The water was colder than Nicholas remembered, the sand coarse and gritty between his toes. He thought of what Dr. Island had told him—about floating—and that a part of her must be this sand, under the water, reaching out (how far?) into the sea; when she ended there would be nothing but the clear temperglass of the satellite itself, far down.

“Come,” Ignacio said. “Can you swim?” Just as though he had forgotten the night before. Nicholas said yes, he could, wondering if Ignacio would look around at him when he spoke. He did not.

“And do you know why you are here?”

“You told me to come.”

“Ignacio means here. Does this not remind you of any place you have seen before, little one?”

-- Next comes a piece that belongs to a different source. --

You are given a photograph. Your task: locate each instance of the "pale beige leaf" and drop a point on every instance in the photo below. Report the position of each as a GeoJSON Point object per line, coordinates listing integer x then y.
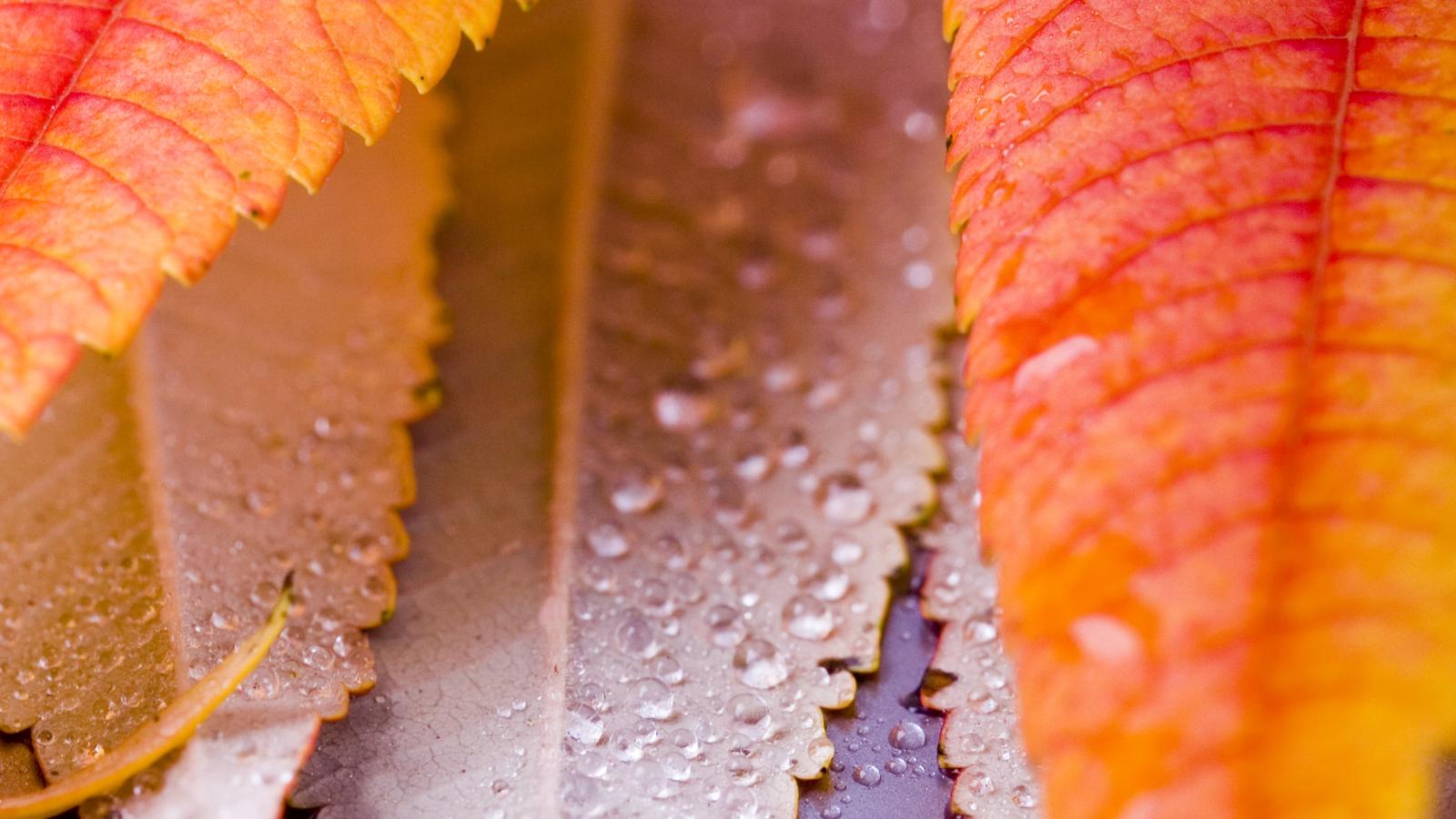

Nicholas thought of the crystal gong and the Easter egg, then of the microthin globes of perfumed vapor that, at home, were sometimes sent floating down the corridors at Christmas to explode in clean dust and a cold smell of pine forests when the children stuck them with their hopping canes, but he said nothing.

Ignacio continued, “Let Ignacio tell you a story. Once there was a man, a boy, actually, on the Earth, who —”

Nicholas wondered why it was always men (most often doctors and clinical psychologists, in his experience) who wanted to tell you stories. Jesus, he recalled, was always telling everyone stories, and the Virgin Mary almost never, though a woman Nicholas had once known who thought she was the Virgin Mary had always been talking about her son. Nicholas thought Ignacio looked a little like Jesus. He tried to remember if his mother had ever told him stories when he was at home, and decided that she had not; she just turned on the comscreen to the cartoons.

“—wanted to—”

“—tell a story,” Nicholas finished for him.

“How did you know?” Angry and surprised.

“It was you, wasn’t it? And you want to tell one now.”

“What you said was not what Ignacio would have said. He was going to tell you about a fish.”

“Where is it?” Nicholas asked, thinking of the fish Ignacio had been eating the night before, and imagining another such fish, caught while he had been coming back, perhaps, from the Point, and now concealed somewhere awaiting the fire. “Is it a big one?”